En segundo lugar, porque las más afectadas por los “problemas largos” son las generaciones que están por venir, cuyos intereses son olímpicamente ignorados. Sin capacidad de movilización e intervención en el debate público, nadie se preocupa de representar a las futuras generaciones. Del mismo modo que nuestra “orgía de consumo” presente, como le llama teórica política Catriona Mckinnon, tendrá efectos desastrosos en la calidad de vida de los que aún no han nacido, la implementación de un sistema previsional de “reparto” constituye una carga injusta para las nuevas generaciones que aún no se incorporan al mercado laboral.
En tercer lugar, sostiene Hale, los “problemas largos” son difíciles de resolver porque las instituciones que creamos para abordar la fase temprana de un problema, quedan “desfasadas” en la medida que dicho problema evoluciona. Naciones Unidas es un buen ejemplo: se crea para organizar la paz mundial después de la Segunda Guerra, otorgándoles especiales poderes a los ganadores de dicho conflicto, lo que dificulta el abordaje de conflictos internacionales en el marco de un nuevo equilibrio de fuerzas.
Las instituciones que la comunidad global instauró para lidiar con la crisis climática también sufren ese “desfase”: comenzaron enfocándose en mitigación, y en los últimos años han tenido que ensanchar su repertorio para incluir adaptación y compensación.
La combinación de la paradoja de la acción temprana, la invisibilidad de los intereses futuros y el desfase institucional, dificultan nuestra capacidad de resolver los problemas largos. Sin embargo, Hale no sucumbe al pesimismo. Por el contrario. La tesis de su libro que es que la humanidad ya ha puesto en marcha mecanismos y sistemas capaces de aislar desafíos futuros de las presiones políticas del presente.
En algunos países existen comisiones de futuro, por ejemplo, encargadas de proyectar los impactos de las decisiones públicas en el largo plazo. Varias constituciones, agrega, incorporan el imperativo de velar por las generaciones que están por venir.
Thomas Hale piensa que estos mecanismos son perfectamente compatibles con la democracia liberal. A fin de cuentas, las democracias liberales operan a través de pesos y contrapesos, encarnados en instituciones que limitan la voracidad de las mayorías contingentes al sustraer ciertas decisiones de su control. Piense en cortes de justicia, bancos centrales, o tratados multilaterales.
Si los contrapesos de la democracia liberal fueron instituidos para para protegernos de la “tiranía de la mayoría”, sostiene el filósofo alemán Jörg Tremmel, otros tantos controles pueden instituirse para proteger a las futuras generaciones de la “tiranía del presente”.
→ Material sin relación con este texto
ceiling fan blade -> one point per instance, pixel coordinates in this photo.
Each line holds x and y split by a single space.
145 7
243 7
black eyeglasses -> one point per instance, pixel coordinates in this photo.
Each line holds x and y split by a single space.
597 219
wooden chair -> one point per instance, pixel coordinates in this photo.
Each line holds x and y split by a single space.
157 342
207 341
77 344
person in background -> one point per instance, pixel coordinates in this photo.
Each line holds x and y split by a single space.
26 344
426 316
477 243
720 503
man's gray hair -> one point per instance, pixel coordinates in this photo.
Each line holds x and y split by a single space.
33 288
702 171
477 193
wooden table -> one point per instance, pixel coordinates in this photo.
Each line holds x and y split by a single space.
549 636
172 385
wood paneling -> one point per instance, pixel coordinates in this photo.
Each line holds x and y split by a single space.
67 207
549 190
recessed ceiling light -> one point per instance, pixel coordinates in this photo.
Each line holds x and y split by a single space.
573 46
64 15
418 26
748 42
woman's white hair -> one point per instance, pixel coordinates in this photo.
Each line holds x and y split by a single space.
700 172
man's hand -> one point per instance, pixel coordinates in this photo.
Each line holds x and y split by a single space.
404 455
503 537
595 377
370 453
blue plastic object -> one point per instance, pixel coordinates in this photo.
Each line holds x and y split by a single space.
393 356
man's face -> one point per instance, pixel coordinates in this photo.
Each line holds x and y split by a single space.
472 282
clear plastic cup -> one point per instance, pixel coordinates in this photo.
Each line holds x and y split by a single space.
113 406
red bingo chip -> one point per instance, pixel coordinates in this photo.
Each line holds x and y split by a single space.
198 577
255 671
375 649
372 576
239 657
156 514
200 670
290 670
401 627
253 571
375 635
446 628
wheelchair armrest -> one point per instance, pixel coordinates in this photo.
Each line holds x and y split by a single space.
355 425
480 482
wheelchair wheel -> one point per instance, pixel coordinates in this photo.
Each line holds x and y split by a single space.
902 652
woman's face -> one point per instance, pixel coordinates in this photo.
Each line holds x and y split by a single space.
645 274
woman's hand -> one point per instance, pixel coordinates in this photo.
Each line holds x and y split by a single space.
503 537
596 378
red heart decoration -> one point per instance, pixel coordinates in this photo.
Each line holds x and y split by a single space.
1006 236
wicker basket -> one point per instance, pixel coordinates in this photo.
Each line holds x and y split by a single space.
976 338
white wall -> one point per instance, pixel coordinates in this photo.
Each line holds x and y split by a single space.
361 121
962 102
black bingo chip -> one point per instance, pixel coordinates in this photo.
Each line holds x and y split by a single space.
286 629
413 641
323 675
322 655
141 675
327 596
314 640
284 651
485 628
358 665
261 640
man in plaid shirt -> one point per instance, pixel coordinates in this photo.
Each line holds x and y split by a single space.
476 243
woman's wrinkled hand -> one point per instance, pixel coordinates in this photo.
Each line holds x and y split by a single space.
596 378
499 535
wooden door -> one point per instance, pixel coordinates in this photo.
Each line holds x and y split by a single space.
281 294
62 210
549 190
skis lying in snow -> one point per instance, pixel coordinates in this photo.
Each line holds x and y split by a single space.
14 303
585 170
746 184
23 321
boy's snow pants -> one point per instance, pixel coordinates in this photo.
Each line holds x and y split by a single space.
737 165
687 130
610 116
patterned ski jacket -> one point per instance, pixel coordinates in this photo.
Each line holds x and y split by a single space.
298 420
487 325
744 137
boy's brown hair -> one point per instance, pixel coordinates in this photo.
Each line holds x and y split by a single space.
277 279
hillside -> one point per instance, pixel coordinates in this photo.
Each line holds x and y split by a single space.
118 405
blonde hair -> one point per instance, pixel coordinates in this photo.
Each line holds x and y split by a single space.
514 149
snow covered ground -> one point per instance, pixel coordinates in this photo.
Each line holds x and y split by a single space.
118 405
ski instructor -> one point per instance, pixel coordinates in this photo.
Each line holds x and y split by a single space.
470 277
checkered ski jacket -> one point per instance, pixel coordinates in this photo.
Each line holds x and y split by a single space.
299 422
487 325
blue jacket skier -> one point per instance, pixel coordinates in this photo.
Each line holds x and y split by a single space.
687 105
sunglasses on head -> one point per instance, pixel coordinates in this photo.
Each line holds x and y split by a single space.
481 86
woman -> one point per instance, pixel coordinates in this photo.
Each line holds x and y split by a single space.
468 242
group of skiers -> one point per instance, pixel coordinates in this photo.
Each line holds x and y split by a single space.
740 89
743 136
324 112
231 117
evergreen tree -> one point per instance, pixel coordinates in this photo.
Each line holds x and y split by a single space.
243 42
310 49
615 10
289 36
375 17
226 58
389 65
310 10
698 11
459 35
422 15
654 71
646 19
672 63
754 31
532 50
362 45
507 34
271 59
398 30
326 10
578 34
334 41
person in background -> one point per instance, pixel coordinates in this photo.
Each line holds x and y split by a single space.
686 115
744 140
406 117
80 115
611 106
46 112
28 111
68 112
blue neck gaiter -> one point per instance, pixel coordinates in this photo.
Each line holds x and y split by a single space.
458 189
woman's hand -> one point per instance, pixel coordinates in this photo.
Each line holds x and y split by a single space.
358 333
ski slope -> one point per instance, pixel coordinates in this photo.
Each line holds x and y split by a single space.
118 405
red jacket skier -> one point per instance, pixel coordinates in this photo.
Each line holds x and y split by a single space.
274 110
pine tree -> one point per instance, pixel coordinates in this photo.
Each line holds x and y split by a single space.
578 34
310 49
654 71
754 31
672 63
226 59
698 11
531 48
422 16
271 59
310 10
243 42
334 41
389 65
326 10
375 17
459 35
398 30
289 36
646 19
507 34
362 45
Sin embargo, el reclamo “democratizador” del populismo contemporáneo consiste precisamente en repudiar dichos controles, en la medida que constriñen la realización de la voluntad popular. Esta es la razón por la cual muchos populistas dicen que son democráticos pero no liberales: quieren que el poder, que ha sido depositado en órganos no electos con racionalidad tecnocrática, regrese al pueblo.
El populismo se compromete con la satisfacción de las necesidades del aquí y el ahora. Su impaciencia constitutiva le imposibilita lidiar con el largo plazo. La exigencia de sacrificios presentes a cambio de beneficios eventuales no está en su lógica. La propuesta de Hale es compatible con la democracia liberal, pero menos con la democracia entendida en clave populista.
Hace rato que la teoría política normativa reflexiona sobre nuestros deberes de justicia intergeneracional. Pero estas reflexiones no tienen mucho impacto si esos principios no se encarnan en instituciones políticas. En este sentido, el libro de Hale es una contribución a la floreciente literatura sobre la necesidad de tomarse el futuro en serio.